5

I have a csv file with 12000 rows. Each row has several fields enclosed in double quotes and separated by comma. One of this field is an xml document, thus the row can be very long. The file size is 174 Mb.

Here is an example of the file:

"100000","field1","field30","<root><data>Hello I have a
line break</data></root>","field31"
"100001","field1","field30","<root><data>Hello I have multiple
line 
break</data></root>","field31"

The problem with this file is inside the xml field which can have one or more line breaks and thus can break the parsing. The goal here is to read the whole file and apply a regex which will replace all the line breaks inside double quotes with an empty string.

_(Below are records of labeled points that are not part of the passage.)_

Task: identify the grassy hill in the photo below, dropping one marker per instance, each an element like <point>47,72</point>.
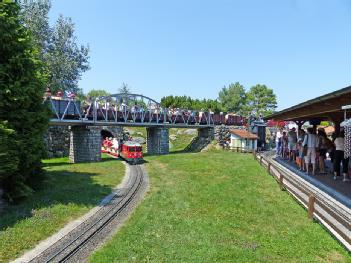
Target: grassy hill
<point>218,207</point>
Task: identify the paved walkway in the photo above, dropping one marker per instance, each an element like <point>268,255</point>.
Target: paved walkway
<point>339,190</point>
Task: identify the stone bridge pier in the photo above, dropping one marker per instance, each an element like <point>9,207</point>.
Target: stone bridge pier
<point>85,144</point>
<point>157,141</point>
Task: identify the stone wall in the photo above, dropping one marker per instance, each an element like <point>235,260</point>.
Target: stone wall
<point>85,144</point>
<point>157,140</point>
<point>56,141</point>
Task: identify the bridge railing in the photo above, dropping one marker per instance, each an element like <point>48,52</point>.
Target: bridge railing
<point>130,108</point>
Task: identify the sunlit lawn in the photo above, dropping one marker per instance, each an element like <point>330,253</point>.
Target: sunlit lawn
<point>218,207</point>
<point>69,191</point>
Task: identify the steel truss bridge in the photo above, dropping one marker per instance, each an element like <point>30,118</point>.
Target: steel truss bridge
<point>124,110</point>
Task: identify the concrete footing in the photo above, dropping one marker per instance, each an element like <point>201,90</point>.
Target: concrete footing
<point>157,140</point>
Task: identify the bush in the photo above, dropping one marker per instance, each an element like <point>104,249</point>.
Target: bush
<point>23,117</point>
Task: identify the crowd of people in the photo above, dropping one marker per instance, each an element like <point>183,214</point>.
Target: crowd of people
<point>310,149</point>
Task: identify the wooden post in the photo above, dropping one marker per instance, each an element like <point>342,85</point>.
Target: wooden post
<point>311,201</point>
<point>281,181</point>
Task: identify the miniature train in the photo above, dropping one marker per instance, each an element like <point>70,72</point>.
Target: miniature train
<point>130,151</point>
<point>71,109</point>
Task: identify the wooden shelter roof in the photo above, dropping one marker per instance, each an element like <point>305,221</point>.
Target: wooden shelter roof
<point>326,107</point>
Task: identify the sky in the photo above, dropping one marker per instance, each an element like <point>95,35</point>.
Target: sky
<point>299,48</point>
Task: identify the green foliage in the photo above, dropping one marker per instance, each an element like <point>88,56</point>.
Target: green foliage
<point>186,102</point>
<point>23,116</point>
<point>8,158</point>
<point>64,59</point>
<point>260,100</point>
<point>94,93</point>
<point>233,98</point>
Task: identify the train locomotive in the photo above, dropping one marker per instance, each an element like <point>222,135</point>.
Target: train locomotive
<point>130,151</point>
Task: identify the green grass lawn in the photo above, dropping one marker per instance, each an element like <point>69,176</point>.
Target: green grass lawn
<point>218,207</point>
<point>179,138</point>
<point>69,191</point>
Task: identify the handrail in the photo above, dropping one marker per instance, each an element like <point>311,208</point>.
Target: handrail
<point>335,216</point>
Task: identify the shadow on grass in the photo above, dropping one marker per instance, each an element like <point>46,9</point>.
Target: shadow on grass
<point>50,163</point>
<point>59,187</point>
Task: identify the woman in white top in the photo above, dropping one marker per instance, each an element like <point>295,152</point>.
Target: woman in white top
<point>311,140</point>
<point>339,158</point>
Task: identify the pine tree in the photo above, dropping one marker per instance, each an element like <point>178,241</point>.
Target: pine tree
<point>23,116</point>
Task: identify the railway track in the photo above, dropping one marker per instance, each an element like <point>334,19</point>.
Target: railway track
<point>77,245</point>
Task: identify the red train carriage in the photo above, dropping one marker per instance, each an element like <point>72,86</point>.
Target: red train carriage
<point>110,146</point>
<point>131,152</point>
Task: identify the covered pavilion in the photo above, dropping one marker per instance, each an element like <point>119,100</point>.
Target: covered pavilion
<point>324,108</point>
<point>328,107</point>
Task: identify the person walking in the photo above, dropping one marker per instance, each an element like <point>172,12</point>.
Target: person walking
<point>278,142</point>
<point>322,149</point>
<point>311,141</point>
<point>339,157</point>
<point>300,140</point>
<point>292,140</point>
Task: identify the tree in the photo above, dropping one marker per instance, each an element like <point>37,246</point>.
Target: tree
<point>23,116</point>
<point>94,93</point>
<point>125,89</point>
<point>232,98</point>
<point>65,61</point>
<point>260,100</point>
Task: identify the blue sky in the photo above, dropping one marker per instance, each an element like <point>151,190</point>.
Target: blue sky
<point>299,48</point>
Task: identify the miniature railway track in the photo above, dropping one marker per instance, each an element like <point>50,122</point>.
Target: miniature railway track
<point>65,249</point>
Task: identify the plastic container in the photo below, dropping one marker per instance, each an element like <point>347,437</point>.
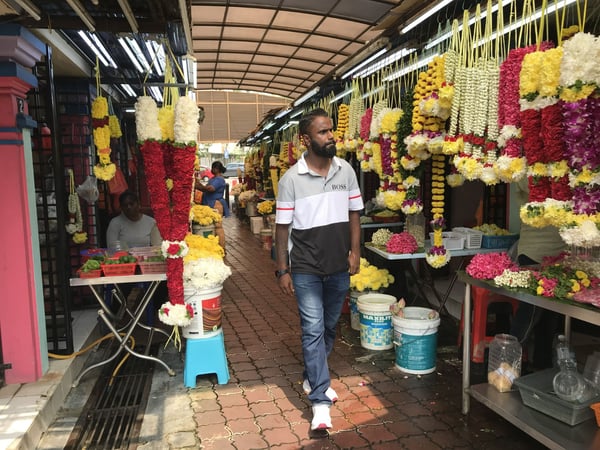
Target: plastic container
<point>451,240</point>
<point>472,237</point>
<point>376,332</point>
<point>536,392</point>
<point>415,338</point>
<point>504,364</point>
<point>207,312</point>
<point>568,383</point>
<point>504,241</point>
<point>153,267</point>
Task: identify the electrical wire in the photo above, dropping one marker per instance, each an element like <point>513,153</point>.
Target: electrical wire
<point>94,344</point>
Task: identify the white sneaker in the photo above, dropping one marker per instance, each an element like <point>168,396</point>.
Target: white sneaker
<point>321,417</point>
<point>330,393</point>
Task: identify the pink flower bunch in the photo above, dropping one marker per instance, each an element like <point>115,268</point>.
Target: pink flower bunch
<point>487,266</point>
<point>401,243</point>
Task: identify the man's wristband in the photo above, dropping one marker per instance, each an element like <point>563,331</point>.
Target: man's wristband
<point>280,273</point>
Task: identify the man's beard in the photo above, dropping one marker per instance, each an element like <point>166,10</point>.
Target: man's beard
<point>325,151</point>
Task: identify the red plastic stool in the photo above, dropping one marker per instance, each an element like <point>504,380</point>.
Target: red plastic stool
<point>481,299</point>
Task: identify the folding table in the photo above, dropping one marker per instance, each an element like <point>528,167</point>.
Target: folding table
<point>111,319</point>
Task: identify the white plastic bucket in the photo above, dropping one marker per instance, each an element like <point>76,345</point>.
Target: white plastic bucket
<point>207,312</point>
<point>203,230</point>
<point>376,332</point>
<point>415,338</point>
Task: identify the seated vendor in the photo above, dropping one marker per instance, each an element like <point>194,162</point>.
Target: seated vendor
<point>132,228</point>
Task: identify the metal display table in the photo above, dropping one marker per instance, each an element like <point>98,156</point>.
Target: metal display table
<point>550,432</point>
<point>421,255</point>
<point>111,319</point>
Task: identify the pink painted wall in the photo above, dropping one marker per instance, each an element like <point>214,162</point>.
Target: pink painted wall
<point>19,320</point>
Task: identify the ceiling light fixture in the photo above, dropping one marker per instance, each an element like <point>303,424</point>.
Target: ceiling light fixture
<point>388,60</point>
<point>84,35</point>
<point>29,7</point>
<point>282,113</point>
<point>341,95</point>
<point>137,51</point>
<point>130,54</point>
<point>129,90</point>
<point>102,48</point>
<point>412,67</point>
<point>306,96</point>
<point>83,14</point>
<point>158,56</point>
<point>365,62</point>
<point>126,8</point>
<point>422,16</point>
<point>187,29</point>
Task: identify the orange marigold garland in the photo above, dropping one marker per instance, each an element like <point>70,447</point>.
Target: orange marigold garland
<point>104,169</point>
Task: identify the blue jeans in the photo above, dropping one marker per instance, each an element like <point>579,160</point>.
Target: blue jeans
<point>320,300</point>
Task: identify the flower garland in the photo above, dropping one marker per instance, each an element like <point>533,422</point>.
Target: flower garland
<point>75,225</point>
<point>403,242</point>
<point>167,160</point>
<point>370,278</point>
<point>204,215</point>
<point>437,255</point>
<point>105,169</point>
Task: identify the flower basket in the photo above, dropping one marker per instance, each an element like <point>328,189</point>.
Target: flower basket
<point>89,274</point>
<point>113,270</point>
<point>153,267</point>
<point>502,241</point>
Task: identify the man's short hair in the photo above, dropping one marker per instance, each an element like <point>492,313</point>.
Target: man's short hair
<point>307,119</point>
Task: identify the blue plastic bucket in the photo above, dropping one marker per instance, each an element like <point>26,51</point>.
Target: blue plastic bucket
<point>415,338</point>
<point>376,331</point>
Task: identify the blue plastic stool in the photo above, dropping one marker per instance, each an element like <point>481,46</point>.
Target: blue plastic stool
<point>204,356</point>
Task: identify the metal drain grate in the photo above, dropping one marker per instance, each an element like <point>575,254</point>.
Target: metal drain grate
<point>112,416</point>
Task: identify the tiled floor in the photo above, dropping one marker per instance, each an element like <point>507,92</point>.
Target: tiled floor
<point>263,406</point>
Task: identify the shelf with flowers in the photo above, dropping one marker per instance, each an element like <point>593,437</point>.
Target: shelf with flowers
<point>204,218</point>
<point>565,277</point>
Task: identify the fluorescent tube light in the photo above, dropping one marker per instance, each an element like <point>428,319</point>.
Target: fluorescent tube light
<point>137,51</point>
<point>391,59</point>
<point>421,17</point>
<point>306,96</point>
<point>84,35</point>
<point>155,91</point>
<point>414,66</point>
<point>365,62</point>
<point>29,7</point>
<point>83,14</point>
<point>158,56</point>
<point>128,90</point>
<point>102,48</point>
<point>130,54</point>
<point>124,4</point>
<point>185,22</point>
<point>341,95</point>
<point>282,113</point>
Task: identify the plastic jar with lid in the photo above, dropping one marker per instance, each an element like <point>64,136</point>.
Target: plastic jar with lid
<point>504,363</point>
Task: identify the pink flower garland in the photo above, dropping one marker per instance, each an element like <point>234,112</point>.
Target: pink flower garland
<point>487,266</point>
<point>401,243</point>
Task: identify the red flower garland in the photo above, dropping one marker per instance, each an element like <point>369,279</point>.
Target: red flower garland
<point>171,210</point>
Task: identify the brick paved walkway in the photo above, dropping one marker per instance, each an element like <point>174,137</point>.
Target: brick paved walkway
<point>379,407</point>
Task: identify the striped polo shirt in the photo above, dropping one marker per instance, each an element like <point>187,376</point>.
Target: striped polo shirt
<point>318,209</point>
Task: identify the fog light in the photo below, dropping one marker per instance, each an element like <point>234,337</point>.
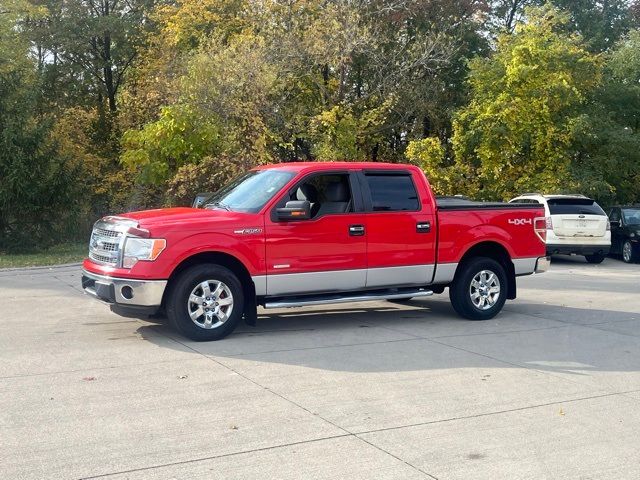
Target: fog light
<point>127,292</point>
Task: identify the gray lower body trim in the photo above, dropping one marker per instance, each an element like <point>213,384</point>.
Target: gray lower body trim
<point>445,273</point>
<point>344,280</point>
<point>144,293</point>
<point>331,281</point>
<point>406,275</point>
<point>358,297</point>
<point>525,266</point>
<point>260,282</point>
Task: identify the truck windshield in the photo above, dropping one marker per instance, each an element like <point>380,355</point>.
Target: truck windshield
<point>249,192</point>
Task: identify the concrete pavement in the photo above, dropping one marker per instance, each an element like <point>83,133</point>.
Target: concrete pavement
<point>549,389</point>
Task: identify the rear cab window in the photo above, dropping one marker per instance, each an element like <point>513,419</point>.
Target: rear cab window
<point>574,206</point>
<point>392,191</point>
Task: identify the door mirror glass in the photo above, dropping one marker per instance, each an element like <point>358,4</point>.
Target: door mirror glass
<point>294,210</point>
<point>198,201</point>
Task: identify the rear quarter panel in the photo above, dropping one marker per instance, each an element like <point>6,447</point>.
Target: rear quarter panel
<point>512,227</point>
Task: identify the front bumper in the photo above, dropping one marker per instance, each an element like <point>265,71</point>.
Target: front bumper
<point>123,292</point>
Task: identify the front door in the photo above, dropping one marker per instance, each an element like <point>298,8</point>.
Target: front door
<point>325,253</point>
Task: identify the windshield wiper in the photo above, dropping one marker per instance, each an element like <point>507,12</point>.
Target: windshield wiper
<point>219,205</point>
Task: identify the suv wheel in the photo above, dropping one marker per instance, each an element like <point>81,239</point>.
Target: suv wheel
<point>206,302</point>
<point>479,289</point>
<point>595,258</point>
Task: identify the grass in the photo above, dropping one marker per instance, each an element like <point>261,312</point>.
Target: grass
<point>56,255</point>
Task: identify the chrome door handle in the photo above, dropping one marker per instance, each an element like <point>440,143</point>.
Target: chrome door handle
<point>423,227</point>
<point>356,230</point>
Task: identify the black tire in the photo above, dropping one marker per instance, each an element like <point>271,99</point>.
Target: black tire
<point>595,258</point>
<point>460,291</point>
<point>634,253</point>
<point>179,305</point>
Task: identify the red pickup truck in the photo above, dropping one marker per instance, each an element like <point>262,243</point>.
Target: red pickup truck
<point>298,234</point>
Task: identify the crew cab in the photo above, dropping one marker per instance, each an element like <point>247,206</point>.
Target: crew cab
<point>297,234</point>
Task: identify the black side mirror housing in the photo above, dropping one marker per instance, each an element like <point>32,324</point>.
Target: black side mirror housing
<point>294,210</point>
<point>200,198</point>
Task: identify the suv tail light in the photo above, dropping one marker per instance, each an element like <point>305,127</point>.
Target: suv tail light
<point>540,225</point>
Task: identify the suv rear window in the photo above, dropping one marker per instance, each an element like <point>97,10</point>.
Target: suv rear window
<point>574,206</point>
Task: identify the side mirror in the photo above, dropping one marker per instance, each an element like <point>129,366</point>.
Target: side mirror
<point>294,210</point>
<point>200,198</point>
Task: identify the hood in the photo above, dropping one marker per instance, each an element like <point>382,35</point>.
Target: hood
<point>181,215</point>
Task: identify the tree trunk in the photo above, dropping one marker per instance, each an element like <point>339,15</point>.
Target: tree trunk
<point>108,72</point>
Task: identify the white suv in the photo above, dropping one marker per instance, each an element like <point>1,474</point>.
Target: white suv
<point>575,225</point>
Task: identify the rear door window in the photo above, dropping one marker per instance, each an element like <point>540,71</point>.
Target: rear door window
<point>574,206</point>
<point>392,193</point>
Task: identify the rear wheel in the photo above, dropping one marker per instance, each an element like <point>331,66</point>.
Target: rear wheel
<point>628,255</point>
<point>479,289</point>
<point>595,258</point>
<point>206,302</point>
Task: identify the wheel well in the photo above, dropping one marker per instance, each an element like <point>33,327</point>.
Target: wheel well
<point>219,258</point>
<point>498,253</point>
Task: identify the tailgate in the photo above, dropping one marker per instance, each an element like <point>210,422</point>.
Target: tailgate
<point>579,225</point>
<point>577,217</point>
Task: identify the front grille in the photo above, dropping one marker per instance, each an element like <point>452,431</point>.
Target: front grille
<point>101,258</point>
<point>110,247</point>
<point>106,233</point>
<point>104,247</point>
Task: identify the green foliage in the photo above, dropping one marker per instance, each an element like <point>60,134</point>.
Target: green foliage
<point>178,137</point>
<point>209,175</point>
<point>527,100</point>
<point>39,187</point>
<point>149,102</point>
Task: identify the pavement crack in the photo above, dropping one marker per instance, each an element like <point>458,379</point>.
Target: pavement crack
<point>213,457</point>
<point>498,412</point>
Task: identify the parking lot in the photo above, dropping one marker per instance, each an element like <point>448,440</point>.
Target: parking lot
<point>549,389</point>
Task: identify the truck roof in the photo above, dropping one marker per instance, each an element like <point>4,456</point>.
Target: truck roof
<point>303,166</point>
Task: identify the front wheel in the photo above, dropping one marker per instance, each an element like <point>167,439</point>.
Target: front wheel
<point>206,302</point>
<point>479,289</point>
<point>595,258</point>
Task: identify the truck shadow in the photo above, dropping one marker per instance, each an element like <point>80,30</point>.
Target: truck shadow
<point>427,335</point>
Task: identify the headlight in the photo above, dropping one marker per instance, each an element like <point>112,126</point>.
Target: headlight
<point>142,249</point>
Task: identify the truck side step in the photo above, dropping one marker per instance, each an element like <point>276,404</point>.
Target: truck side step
<point>289,302</point>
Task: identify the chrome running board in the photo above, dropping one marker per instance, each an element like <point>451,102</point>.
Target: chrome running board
<point>333,298</point>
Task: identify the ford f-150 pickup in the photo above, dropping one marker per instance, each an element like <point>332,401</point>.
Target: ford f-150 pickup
<point>297,234</point>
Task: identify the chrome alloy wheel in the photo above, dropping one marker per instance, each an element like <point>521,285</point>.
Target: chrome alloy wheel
<point>484,289</point>
<point>210,304</point>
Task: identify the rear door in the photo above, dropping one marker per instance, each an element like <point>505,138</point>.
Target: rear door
<point>326,253</point>
<point>577,217</point>
<point>617,230</point>
<point>400,229</point>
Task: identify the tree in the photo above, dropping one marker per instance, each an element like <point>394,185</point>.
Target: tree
<point>89,44</point>
<point>39,186</point>
<point>526,101</point>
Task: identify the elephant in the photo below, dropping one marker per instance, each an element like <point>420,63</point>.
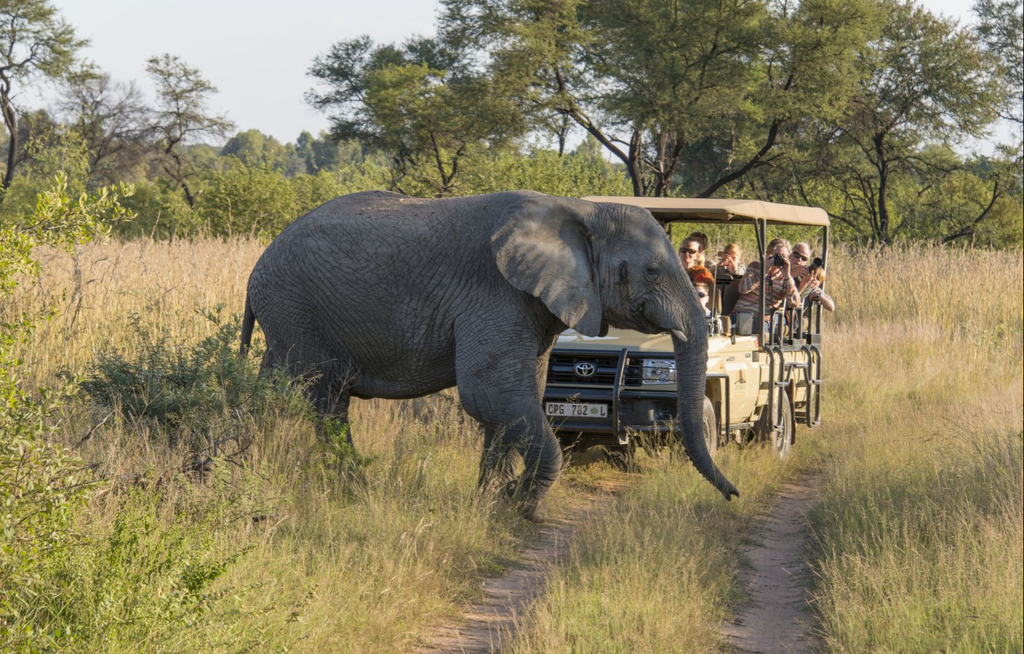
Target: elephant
<point>381,295</point>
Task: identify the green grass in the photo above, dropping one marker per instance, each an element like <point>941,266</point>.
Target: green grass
<point>918,534</point>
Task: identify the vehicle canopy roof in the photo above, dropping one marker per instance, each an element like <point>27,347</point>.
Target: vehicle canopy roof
<point>733,211</point>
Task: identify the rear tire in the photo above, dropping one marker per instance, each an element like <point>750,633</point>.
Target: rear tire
<point>778,437</point>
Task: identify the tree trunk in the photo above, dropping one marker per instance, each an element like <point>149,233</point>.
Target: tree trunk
<point>10,121</point>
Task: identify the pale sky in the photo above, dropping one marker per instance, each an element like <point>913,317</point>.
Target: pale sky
<point>257,52</point>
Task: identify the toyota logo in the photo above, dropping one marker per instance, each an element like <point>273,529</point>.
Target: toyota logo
<point>585,368</point>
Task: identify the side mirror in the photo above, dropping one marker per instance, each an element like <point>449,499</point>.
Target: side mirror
<point>744,324</point>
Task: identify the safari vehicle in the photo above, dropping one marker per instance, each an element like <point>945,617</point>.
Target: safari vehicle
<point>764,378</point>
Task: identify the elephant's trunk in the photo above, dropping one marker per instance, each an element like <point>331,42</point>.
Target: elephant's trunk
<point>691,371</point>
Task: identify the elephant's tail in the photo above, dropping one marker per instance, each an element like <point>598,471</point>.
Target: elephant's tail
<point>248,320</point>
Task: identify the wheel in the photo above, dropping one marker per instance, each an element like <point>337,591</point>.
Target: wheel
<point>778,437</point>
<point>710,428</point>
<point>623,459</point>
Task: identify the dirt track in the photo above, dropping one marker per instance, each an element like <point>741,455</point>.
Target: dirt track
<point>485,626</point>
<point>777,618</point>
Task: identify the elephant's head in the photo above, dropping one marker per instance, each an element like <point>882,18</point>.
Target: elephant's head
<point>599,264</point>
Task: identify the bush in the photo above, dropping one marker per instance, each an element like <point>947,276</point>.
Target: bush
<point>190,391</point>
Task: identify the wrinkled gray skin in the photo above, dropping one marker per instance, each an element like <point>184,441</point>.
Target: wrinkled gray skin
<point>380,295</point>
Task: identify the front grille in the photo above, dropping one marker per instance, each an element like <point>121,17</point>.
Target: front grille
<point>633,373</point>
<point>561,368</point>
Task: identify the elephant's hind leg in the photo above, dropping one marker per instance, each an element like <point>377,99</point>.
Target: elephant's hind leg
<point>500,391</point>
<point>327,382</point>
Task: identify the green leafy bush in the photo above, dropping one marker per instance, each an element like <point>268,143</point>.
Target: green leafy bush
<point>192,391</point>
<point>41,482</point>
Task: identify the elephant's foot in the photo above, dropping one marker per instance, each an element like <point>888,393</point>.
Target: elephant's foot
<point>535,512</point>
<point>526,500</point>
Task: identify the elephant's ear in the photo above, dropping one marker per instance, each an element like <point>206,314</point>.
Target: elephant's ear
<point>543,247</point>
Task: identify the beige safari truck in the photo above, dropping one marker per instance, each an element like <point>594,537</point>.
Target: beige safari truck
<point>764,378</point>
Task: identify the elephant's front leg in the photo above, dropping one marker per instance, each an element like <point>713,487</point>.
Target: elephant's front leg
<point>500,390</point>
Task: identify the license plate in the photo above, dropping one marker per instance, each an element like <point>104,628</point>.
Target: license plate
<point>576,409</point>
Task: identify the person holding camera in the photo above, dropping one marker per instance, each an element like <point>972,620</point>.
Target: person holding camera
<point>730,261</point>
<point>781,287</point>
<point>809,276</point>
<point>811,291</point>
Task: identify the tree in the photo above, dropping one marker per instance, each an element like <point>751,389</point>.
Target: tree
<point>112,117</point>
<point>1001,29</point>
<point>181,117</point>
<point>420,103</point>
<point>701,91</point>
<point>923,86</point>
<point>35,41</point>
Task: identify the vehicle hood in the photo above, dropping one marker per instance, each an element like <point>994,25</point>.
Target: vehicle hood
<point>615,339</point>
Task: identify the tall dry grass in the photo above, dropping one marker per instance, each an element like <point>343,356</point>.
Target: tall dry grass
<point>919,529</point>
<point>305,559</point>
<point>920,526</point>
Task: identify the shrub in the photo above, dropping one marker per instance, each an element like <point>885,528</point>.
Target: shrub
<point>190,391</point>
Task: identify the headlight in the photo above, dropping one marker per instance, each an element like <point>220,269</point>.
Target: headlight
<point>658,372</point>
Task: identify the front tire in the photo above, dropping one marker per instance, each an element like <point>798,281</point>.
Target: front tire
<point>779,437</point>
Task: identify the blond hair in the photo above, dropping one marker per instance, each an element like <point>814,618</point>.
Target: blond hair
<point>775,243</point>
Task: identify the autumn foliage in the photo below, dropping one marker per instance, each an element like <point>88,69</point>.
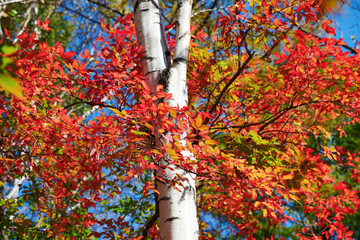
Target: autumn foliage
<point>266,99</point>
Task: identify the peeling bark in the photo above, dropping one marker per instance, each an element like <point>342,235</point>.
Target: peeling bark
<point>177,209</point>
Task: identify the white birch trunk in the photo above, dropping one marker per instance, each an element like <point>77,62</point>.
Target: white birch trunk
<point>177,209</point>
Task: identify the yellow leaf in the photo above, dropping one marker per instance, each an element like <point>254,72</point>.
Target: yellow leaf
<point>211,142</point>
<point>11,85</point>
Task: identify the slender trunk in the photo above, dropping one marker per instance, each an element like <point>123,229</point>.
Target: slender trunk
<point>177,209</point>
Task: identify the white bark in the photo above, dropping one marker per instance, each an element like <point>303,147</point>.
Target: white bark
<point>177,209</point>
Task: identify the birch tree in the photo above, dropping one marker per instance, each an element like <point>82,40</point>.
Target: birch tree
<point>177,207</point>
<point>255,113</point>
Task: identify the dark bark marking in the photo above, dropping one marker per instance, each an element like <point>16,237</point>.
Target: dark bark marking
<point>171,219</point>
<point>179,60</point>
<point>137,3</point>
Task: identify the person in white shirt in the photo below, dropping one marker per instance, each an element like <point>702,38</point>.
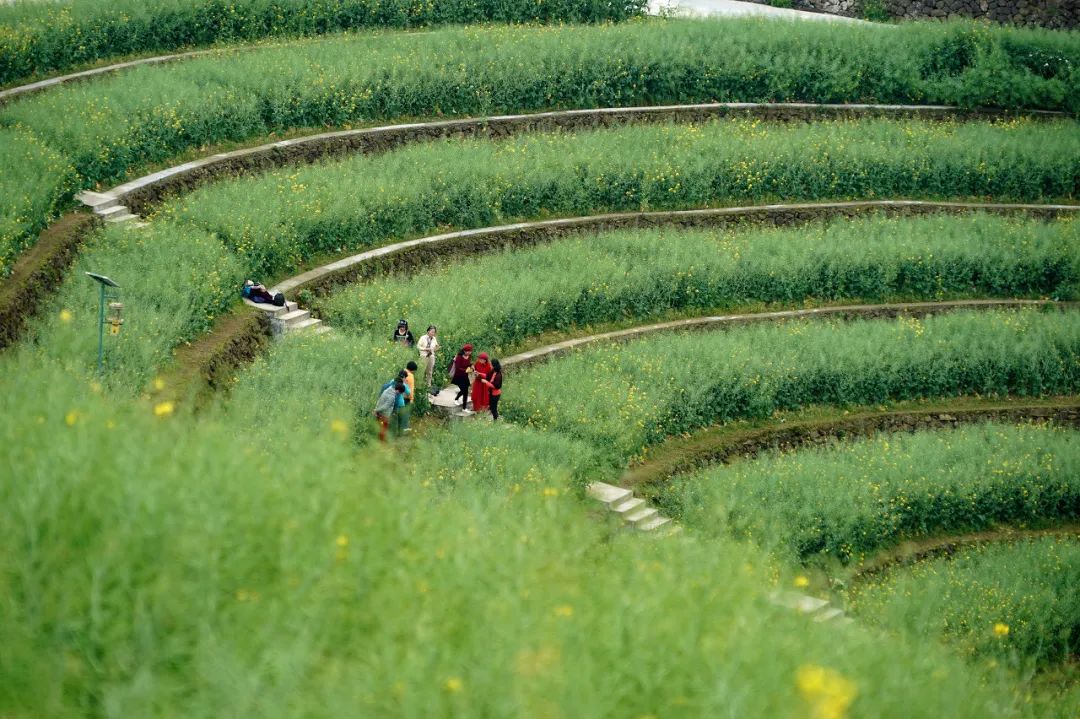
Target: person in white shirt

The following code gives me OutOfMemoryError:

    String path = "path/to/file.csv";

    try {
        byte[] content = Files.readAllBytes(Paths.get(path));
    }
    catch (Exception e) {
        e.printStackTrace();
        System.exit(1);
    }

I've also tried to read the file using BufferedReader and StringBuilder, got OutOfMemoryError around line 5000:

String path = "path/to/file.csv";

    try {
        StringBuilder sb = new StringBuilder();
        BufferedReader br = new BufferedReader(new FileReader(path));
        String line;
        int count = 0;
        while ((line = br.readLine()) != null) {
            sb.append(line);
            System.out.println("Read " + count++);
        }
    }
    catch (Exception e) {
        e.printStackTrace();
        System.exit(1);
    }

I've tried to run both of the programs above with different java heap values, like -Xmx1024m, -Xmx4096m, -Xmx8092m. In all cases I got OutOfMemoryError. Why is this happening, considering that the file size is 174Mb?

George Z.
  • 6,643
  • 4
  • 27
  • 47
revy
  • 3,945
  • 7
  • 40
  • 85
  • 1
    Are you sure you set correct -Xmx argument? Have you tried monitoring your heap space? – Pavel Smirnov Mar 27 '19 at 11:26
  • 5
    Possible duplicate of [out of memory error, java heap space](https://stackoverflow.com/questions/20626652/out-of-memory-error-java-heap-space) – Mebin Joe Mar 27 '19 at 11:28
  • 1
    A memory mapped ByteBuffer springs to mind. But what regex operation do you want to achieve? BTW `new StringBuilder(99999)` and `sb.append(line).append('\n');` – Joop Eggen Mar 27 '19 at 11:32
  • Are you using a 64 bit JRE? – Joop Eggen Mar 27 '19 at 11:35
  • lookout for the garbage collector... – aran Mar 27 '19 at 11:37
  • If each row is an xml document so maybe you should use streaming API or `XMLPath`? What kind of processing needs all `XML` documents if they are independent? Maybe you should optimize algorithm? – Michał Ziober Mar 27 '19 at 11:40
  • @PavelSmirnov Yes I am. – revy Mar 27 '19 at 11:42
  • @JoopEggen I've tried with StringBuilder(99999) and sb.append(line).append('\n') and got OutOfMemoryError at line 6888. Yes I am using 64bit jre. – revy Mar 27 '19 at 11:42
  • *Why* do you think you have to apply a single regex over the whole file in memory? What's stopping you doing it line by line? – user207421 Mar 27 '19 at 11:44
  • @user207421 Basically this xml field is enclosed in double quotes and can have line breaks that broke the parsing. I need to remove line breaks that are inside double quotes. I've updated the question – revy Mar 27 '19 at 11:55
  • @revy. as far as I can see, there's nothing criminal in your code. 174mb file is not that big if you have really set -Xmx1024m arguments and above. You should analyze your heap space with one of the monitoring tools, VisualVM, for example. Without it it's really difficult to tell more. – Pavel Smirnov Mar 27 '19 at 11:57

3 Answers3

3

You need to use double buffers to parse your special data structure, and process them line-by-line. Reading the whole document is not the best idea.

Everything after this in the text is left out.